Joan Jett (Kristin Stewart) who started The Runaways in the early 1970s plays second fiddle to the highly dramatic story of lead singer Cherie Currie (Dakota Fanning).

But there’s a fascinating backstory. At the end of the film there is a notice about what the former band members Jett and Currie and producer Kim Fowley are doing now. I walked out of the theater and said, “What about the other band members?” (See below for the explanation.)

Joanie is a misfit who prefers to be a rocker in the style of early androgynous David Bowie rather than a bubblegum princess. She wants to play electric guitar. Approaching promoter Kim Fowley (Michael Shannon) about her idea for an all-girl rock group, he sets her on the path of putting one together. They pick Cherie Currie because they like her look. She is 15 years old.

Kim is so flamboyant, the only thing he is not doing is waving a gun Spector-style. He is their Professor Higgins in eye makeup and scarves. After not paying them for their initial gigs, he lands them a record deal.

It’s the singer not the song. It all depends on the lead singer and it’s Cherie who commands all the attention. Of course, Joan (one of the film’s producers) doesn’t mind because she is lovesick and romantically involved with Cherie and it’s all about the music, man! But the other band members are jealous.
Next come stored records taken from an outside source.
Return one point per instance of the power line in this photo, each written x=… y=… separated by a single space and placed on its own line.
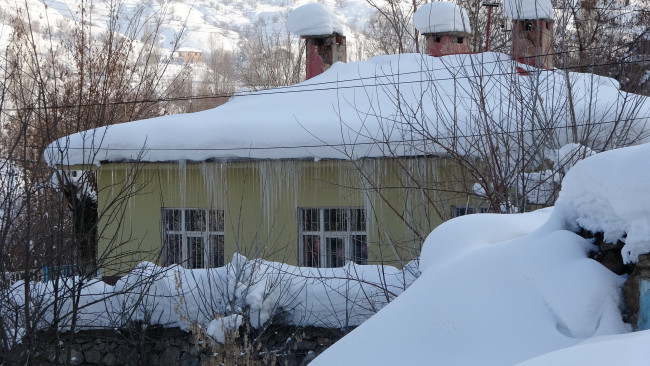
x=366 y=143
x=301 y=88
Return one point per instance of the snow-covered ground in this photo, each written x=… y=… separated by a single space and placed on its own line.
x=174 y=296
x=520 y=289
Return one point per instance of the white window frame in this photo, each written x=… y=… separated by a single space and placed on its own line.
x=322 y=237
x=183 y=257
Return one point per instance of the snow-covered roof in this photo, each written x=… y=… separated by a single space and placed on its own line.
x=441 y=16
x=342 y=113
x=529 y=9
x=313 y=19
x=608 y=193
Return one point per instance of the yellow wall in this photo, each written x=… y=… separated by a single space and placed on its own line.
x=261 y=198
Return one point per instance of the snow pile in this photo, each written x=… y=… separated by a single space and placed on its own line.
x=608 y=193
x=441 y=16
x=494 y=290
x=528 y=9
x=347 y=122
x=313 y=19
x=218 y=328
x=261 y=290
x=520 y=289
x=628 y=349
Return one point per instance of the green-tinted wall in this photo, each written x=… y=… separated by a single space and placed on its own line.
x=404 y=200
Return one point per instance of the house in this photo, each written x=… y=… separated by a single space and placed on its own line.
x=188 y=55
x=355 y=164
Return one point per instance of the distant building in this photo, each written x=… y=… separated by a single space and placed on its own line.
x=188 y=55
Soon Cherie is only wearing a corset and elevator heels for gigs and in solo photo shoots. Then for Cherie the drinking and drugs enter the rocket ship fame of The Runaways.

First-time director Floria Sigismondi captures the messy 70s and the romance between Jett and Currie seems authentic. However, Currie’s drug addiction and reason for leaving the band must have gone down in a much uglier way.
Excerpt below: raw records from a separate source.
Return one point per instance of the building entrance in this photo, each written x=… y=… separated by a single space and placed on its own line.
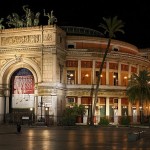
x=22 y=95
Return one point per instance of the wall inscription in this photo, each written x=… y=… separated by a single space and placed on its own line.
x=20 y=40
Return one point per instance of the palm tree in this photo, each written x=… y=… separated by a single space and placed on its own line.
x=111 y=26
x=138 y=89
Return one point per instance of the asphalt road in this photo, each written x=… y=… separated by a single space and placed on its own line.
x=72 y=138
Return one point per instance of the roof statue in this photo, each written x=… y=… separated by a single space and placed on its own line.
x=51 y=18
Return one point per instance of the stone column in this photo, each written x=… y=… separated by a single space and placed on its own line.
x=107 y=73
x=107 y=107
x=79 y=101
x=119 y=107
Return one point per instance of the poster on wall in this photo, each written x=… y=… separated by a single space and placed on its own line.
x=23 y=89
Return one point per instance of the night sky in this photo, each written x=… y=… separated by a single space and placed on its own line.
x=135 y=14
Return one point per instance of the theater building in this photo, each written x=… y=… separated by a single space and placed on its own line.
x=45 y=68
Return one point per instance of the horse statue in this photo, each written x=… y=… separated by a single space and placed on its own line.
x=19 y=22
x=29 y=16
x=15 y=20
x=1 y=26
x=51 y=18
x=36 y=19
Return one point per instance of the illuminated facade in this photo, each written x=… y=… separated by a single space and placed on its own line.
x=45 y=68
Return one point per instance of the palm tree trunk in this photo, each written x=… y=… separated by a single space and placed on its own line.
x=98 y=82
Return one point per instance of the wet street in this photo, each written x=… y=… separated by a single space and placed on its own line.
x=72 y=138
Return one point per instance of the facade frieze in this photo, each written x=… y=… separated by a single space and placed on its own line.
x=87 y=92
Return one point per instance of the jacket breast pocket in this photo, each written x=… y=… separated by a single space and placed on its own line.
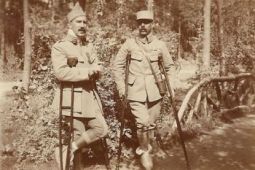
x=136 y=56
x=154 y=58
x=131 y=80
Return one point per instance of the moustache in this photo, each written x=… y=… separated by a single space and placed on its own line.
x=143 y=29
x=81 y=29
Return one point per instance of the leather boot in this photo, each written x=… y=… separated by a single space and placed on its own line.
x=64 y=155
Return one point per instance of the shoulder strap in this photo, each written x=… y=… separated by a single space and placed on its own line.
x=148 y=60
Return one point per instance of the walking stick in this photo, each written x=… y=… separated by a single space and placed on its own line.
x=71 y=62
x=172 y=101
x=124 y=109
x=60 y=127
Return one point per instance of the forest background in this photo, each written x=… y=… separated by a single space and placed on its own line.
x=181 y=23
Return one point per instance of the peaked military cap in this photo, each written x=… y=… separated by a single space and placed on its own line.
x=145 y=14
x=75 y=12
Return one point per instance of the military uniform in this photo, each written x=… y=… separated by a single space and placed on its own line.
x=87 y=104
x=142 y=86
x=144 y=73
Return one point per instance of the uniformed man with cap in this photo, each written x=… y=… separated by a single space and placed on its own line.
x=143 y=92
x=87 y=106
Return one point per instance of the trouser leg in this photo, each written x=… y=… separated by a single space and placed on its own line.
x=86 y=131
x=145 y=113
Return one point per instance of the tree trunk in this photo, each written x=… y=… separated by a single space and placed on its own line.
x=207 y=31
x=2 y=54
x=27 y=38
x=222 y=71
x=82 y=4
x=150 y=5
With Currie’s cooperation and appearance at premieres and on the promotional trail, her exit from the band is soft-pedaled and mushy.

The two original band members who fought the making of the film are cast as extras and, as additional insult, are the plain, wordless members of the group. Its only Jett, Currie and Kim who wear makeup and rock star thrift clothes couture.

Though, I must say, if I was Lita Ford and they offered me a measly thousand dollars for the rights to my story, I would have said no also.

Shannon, eyes bulging, seems to have been allowed to let his freak flag fly. Though the end quote on Kim Fowley today says he can be seen walking around Hollywood leaning on a cane with green hair and a lot of The Runaway’s publishing cash hanging out of his pockets.

The legal hassle via The Hollywood Reporter and various other outlets: The Runaways guitarist Lita Ford and bass player Jacqueline Fuchs are background characters in the film. Both former members fought the movie being made.

Ford told Rolling Stone: “I just want people to know that I have nothing to do with that film. Joan’s manager offered to buy the rights to my life story for a thousand bucks. I thought that was pretty disgusting–we never even replied.”

Producers decided to move forward without Ford’s life rights, and gave her character minimal screen time to reduce legal risks.

Fuchs, whose name was changed in the film, became an entertainment lawyer. “Fuchs tried to have the film halted, and has demanded to see the script, even though there is no character based on her,” claims a lawsuit for torturous interference with business relationships quietly filed against Fuchs in December by Jett.

To make THE RUNAWAYS, producers optioned Currie’s book “Neon Angel: A Memoir of a Runaway” and secured her life rights. They got rights from Jett and drummer Sandy West, as well as producer Kim Fowley.

Considering how much dialogue and screen time The Runaways drummer got, I think she took the thousand dollars.